Fernando Gonzalez Gentile wrote:
> Well, this made me lose about 6 RDPIII frames, and made me feel surprised.
> Short story: mirror locked up .... It's working Ok now, but ...
> what happened !? Or was it the self-timer, which I had left On ? More
> enigmatic is that it managed to trip the shutter once, while being
> failing before and after !.
>
Classic symptoms of two things.
1. Failing battery. Although most characteristic of non-silver oxide
batteries, I could see this happening with silver oxides at just the
right stage in their useful lives. Especially with the 303/357, with its
long slow decline discharger curve (as opposed to earlier 357 later
357/303).
The why is simple. Battery load in metering, lighting test button,
operating self timer, etc. is quite low. AND, none of these but the
battery check cares much about the voltage.
BUT, battery drain holding the second curtain open during exposure is
quite high. AND, the exposure circuit is very picky about voltage, as
insufficient voltage could mean mis-exposure. Voltage is checked just as
maximum strain is put on the battery, it fails the test and the camera
aborts the exposure.
Unfortunately, the battery check light on the OM-4 series bodies is not
very good. Check with a voltmeter. If voltage is below 1.5v, try another
set. It doesn't matter if the batteries are "new", as manufacturing
defects or time in the distribution channel crop up from time to time.
2. Poor electrical contacts in the battery circuit. This is most
commonly loose screws holding the bottom plate on, but can be
oil/corrosion where the plate makes contact or elsewhere in the circuit.

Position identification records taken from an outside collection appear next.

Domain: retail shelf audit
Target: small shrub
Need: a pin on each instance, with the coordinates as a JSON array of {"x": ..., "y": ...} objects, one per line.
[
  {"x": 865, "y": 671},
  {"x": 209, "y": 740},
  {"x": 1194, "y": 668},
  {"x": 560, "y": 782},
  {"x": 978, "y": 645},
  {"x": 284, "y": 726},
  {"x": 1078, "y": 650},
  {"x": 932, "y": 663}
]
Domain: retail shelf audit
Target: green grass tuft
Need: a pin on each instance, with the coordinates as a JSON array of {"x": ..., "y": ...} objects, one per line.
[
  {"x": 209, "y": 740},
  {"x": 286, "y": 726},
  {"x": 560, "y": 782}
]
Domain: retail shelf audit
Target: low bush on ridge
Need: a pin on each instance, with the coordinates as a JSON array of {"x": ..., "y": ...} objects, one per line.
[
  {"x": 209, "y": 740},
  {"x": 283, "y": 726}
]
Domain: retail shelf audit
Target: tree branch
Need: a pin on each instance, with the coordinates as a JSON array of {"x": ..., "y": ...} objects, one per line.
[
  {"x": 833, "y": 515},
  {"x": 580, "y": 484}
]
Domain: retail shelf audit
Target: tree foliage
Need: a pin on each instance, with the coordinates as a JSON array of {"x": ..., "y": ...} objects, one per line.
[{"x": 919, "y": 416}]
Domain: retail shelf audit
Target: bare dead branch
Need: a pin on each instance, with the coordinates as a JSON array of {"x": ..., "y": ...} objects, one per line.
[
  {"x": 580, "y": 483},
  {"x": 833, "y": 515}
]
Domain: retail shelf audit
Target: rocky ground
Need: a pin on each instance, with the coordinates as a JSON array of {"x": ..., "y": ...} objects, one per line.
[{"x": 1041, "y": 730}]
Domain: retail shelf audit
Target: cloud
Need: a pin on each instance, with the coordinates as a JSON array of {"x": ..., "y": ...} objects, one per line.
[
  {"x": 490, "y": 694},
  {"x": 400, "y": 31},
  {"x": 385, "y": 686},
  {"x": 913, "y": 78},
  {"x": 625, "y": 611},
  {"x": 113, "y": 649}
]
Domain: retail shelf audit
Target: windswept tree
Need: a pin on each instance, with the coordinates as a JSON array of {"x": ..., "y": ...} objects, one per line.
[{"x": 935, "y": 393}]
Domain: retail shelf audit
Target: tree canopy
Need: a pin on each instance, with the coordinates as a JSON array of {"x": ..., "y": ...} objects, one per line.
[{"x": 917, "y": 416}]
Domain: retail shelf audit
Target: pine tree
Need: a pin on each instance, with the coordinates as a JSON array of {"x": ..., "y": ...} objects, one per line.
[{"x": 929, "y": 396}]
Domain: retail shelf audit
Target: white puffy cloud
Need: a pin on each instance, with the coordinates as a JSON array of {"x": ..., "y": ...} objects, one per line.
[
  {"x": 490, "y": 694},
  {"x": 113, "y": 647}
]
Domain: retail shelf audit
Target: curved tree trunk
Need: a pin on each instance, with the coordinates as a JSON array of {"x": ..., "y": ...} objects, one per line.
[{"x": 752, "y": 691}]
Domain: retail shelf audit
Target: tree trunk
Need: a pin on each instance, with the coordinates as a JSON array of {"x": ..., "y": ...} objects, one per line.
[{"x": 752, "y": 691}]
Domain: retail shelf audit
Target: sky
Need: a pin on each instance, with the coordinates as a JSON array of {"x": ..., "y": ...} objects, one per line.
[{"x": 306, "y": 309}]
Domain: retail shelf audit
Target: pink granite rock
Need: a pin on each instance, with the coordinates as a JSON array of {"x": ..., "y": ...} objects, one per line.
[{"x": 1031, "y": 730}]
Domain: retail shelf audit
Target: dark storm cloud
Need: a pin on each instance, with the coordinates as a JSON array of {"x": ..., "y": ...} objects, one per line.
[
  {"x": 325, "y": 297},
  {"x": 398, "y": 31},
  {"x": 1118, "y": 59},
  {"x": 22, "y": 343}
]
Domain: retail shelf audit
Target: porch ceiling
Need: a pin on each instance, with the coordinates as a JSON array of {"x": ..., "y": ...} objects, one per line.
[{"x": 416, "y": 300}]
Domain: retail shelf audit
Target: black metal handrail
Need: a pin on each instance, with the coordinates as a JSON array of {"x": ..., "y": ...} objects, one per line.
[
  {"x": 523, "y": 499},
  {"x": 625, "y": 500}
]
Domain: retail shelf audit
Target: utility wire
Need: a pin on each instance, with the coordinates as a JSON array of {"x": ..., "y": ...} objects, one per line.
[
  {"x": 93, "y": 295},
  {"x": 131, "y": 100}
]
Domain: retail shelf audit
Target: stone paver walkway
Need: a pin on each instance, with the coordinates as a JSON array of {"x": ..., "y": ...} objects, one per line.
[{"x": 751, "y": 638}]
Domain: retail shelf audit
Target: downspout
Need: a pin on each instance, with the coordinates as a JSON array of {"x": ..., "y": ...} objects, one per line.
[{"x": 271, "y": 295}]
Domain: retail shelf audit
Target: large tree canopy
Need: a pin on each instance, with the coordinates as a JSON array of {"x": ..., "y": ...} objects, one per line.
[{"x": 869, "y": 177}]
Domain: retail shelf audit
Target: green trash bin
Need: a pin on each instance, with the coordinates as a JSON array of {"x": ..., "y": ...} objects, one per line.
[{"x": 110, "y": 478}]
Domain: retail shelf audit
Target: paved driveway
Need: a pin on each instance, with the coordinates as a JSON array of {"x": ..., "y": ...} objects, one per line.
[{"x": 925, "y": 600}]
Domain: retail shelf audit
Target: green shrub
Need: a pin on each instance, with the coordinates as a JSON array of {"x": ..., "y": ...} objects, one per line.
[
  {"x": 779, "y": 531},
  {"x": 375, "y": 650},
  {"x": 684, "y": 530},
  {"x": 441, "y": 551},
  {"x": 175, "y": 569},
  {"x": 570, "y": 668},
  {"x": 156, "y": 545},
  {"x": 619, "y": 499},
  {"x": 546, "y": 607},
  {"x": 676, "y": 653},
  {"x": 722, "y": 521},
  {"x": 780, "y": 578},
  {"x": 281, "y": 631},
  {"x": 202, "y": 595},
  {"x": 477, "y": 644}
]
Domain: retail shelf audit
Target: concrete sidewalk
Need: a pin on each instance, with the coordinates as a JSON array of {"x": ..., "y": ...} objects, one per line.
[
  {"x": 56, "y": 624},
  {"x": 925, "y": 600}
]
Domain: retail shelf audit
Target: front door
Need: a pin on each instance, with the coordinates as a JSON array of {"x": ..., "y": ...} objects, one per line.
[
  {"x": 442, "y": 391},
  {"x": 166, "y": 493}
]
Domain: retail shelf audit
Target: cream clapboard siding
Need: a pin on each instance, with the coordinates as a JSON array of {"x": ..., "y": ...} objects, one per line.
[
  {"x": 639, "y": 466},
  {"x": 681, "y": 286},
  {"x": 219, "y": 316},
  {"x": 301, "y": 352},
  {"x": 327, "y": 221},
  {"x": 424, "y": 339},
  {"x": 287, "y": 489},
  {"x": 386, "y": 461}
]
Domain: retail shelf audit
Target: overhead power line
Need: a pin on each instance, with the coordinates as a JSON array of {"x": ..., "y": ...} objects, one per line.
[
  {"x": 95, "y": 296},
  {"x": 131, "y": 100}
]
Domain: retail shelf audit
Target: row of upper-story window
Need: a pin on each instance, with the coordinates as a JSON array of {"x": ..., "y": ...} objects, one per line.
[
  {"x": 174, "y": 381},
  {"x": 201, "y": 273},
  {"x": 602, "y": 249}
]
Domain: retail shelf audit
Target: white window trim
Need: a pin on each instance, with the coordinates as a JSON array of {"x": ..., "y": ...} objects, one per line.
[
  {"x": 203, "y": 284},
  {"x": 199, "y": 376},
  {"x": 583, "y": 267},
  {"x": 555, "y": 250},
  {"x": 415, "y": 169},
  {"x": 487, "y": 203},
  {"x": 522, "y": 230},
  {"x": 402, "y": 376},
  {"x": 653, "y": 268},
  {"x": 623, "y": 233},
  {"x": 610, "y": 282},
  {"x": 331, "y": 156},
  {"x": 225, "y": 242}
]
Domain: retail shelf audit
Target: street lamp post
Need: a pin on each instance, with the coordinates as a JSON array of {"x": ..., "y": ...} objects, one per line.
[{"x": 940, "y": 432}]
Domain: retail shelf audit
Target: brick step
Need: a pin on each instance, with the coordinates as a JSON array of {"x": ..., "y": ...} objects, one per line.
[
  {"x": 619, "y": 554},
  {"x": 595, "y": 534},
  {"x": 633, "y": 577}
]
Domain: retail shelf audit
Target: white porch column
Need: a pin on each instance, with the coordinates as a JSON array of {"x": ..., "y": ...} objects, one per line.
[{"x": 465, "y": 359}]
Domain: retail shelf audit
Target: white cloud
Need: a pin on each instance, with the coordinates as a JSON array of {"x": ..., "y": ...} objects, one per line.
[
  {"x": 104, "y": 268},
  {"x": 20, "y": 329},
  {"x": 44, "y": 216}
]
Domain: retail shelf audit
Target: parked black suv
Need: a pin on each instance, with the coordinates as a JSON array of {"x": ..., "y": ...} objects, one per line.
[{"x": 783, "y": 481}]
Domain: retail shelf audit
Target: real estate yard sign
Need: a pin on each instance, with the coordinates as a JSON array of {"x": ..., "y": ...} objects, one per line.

The why is similar to above. At low current, there is little enough
resistance through the problem spot that everything seems normal. With
higher current, the voltage loss across the poor connection is great
enough to lower the voltage too much for shutter operation.
If truly fresh batteries and tightening the bottom plate screws don't
cure the symptoms, take the plate off and clean the bottom of the body
casting around where the screw holes are, including use of a rough
eraser, fine sandpaper or some such on at least one hole.